Welcome to Found Around Town, where we feature cars we find in a city where interesting ones are rare because everyone drives a Prius or rides a bicycle: Austin, Texas.

Like any good Texan, I like to squeeze off a few rounds at my local indoor firing range every now and again. So I was pleasantly surprised when I found this very pretty red 1961 AMC Ambassador by Rambler outside of the range in southwest Austin earlier this week. What a cool car.


And it's timely, too, since just last week we had the scion of former AMC president George Romney running for president, and we had a Used Car Face-Off between a Buick and an Ambassador.

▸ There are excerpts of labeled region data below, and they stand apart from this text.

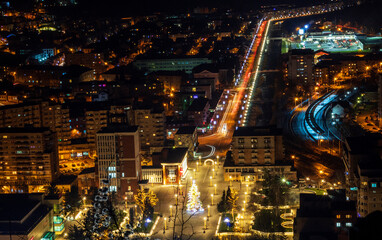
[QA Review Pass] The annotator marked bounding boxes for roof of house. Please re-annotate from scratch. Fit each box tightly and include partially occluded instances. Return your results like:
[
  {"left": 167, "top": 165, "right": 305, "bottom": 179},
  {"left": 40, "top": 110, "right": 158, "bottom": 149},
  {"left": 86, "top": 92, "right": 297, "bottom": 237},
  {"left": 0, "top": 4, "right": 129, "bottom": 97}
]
[{"left": 233, "top": 126, "right": 282, "bottom": 137}]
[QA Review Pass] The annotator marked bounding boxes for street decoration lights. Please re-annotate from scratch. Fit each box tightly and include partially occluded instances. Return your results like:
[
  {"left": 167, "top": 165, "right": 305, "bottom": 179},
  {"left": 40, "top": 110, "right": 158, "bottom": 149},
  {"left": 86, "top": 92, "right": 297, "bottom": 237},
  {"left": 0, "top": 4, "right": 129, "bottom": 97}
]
[{"left": 187, "top": 180, "right": 204, "bottom": 213}]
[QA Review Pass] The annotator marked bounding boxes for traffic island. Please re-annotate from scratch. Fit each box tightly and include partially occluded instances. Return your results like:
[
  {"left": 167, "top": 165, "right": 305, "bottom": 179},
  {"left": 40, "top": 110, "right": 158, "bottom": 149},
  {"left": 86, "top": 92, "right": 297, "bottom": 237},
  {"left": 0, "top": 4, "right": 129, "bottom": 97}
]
[{"left": 134, "top": 214, "right": 160, "bottom": 237}]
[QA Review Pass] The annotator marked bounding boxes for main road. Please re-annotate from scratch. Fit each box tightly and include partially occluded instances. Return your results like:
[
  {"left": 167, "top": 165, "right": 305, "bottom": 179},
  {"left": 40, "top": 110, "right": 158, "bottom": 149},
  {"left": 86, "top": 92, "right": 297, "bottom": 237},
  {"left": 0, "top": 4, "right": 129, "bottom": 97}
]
[{"left": 198, "top": 20, "right": 269, "bottom": 158}]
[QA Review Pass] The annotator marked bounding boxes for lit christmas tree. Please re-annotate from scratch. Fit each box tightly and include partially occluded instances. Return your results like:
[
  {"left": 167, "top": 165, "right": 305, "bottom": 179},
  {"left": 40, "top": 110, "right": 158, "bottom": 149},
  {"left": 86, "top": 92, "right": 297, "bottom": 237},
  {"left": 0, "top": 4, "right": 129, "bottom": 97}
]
[{"left": 187, "top": 180, "right": 204, "bottom": 213}]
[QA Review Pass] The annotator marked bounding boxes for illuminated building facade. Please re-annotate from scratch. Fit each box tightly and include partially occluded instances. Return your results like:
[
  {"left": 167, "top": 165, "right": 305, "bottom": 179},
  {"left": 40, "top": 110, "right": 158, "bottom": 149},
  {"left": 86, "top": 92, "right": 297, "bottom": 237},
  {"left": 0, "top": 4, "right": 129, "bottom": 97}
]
[
  {"left": 0, "top": 102, "right": 70, "bottom": 146},
  {"left": 0, "top": 128, "right": 59, "bottom": 192},
  {"left": 97, "top": 126, "right": 142, "bottom": 197},
  {"left": 224, "top": 127, "right": 296, "bottom": 182},
  {"left": 133, "top": 57, "right": 211, "bottom": 74}
]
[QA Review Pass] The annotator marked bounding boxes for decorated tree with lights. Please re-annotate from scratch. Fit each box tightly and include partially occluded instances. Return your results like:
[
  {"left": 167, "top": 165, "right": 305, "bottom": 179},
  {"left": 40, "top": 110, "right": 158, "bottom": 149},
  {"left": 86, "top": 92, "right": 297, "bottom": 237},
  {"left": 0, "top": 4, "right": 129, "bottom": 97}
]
[{"left": 187, "top": 180, "right": 204, "bottom": 213}]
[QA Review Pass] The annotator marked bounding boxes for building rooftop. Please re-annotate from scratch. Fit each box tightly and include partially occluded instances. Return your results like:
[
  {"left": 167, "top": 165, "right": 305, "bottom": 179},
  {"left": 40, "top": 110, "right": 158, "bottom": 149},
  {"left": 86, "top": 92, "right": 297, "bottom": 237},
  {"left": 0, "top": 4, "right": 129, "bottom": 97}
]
[
  {"left": 78, "top": 167, "right": 95, "bottom": 175},
  {"left": 188, "top": 98, "right": 208, "bottom": 112},
  {"left": 158, "top": 148, "right": 188, "bottom": 164},
  {"left": 233, "top": 126, "right": 282, "bottom": 137},
  {"left": 0, "top": 127, "right": 50, "bottom": 133},
  {"left": 289, "top": 49, "right": 314, "bottom": 55},
  {"left": 0, "top": 194, "right": 51, "bottom": 235},
  {"left": 98, "top": 124, "right": 138, "bottom": 133},
  {"left": 175, "top": 126, "right": 196, "bottom": 135}
]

The Rambler nameplate is an incredibly storied one. It began life as its own brand in the late 1890s, then it was purchased by Nash, who merged with Hudson in the 1950s to form American Motors. The Rambler, classified as a compact car back in the day, was sold more or less identically as both a Nash and a Hudson for a while until those nameplates were completely killed off.


The Ramblers were quite successful for a time. By 1961, the Ambassador was the flagship of the Rambler lineup, powered by a 327-cu.in V8. Some consider it to be the first real American luxury compact car. It's certainly smaller than some of the land-boats we've featured on Found Around Town from the same time period.

Stylistically, it's kind of all over the place, with its tailfins, swooping hood and front fenders that sort of bulge out beyond the bumper. I do like the shape of that back window, though, and that crazy oval-shaped speedometer. Some of those styling cues were kind of on the way out by 1961, and so the car's looks were toned down quite a bit the following year — particularly the outrageous front end.

The Rambler Ambassador received a full redesign in 1963, and that generation looked far more staid. This red one may not be the best looking classic American car, but at least it isn't boring.

Do you have any memories of old-school AMC cars?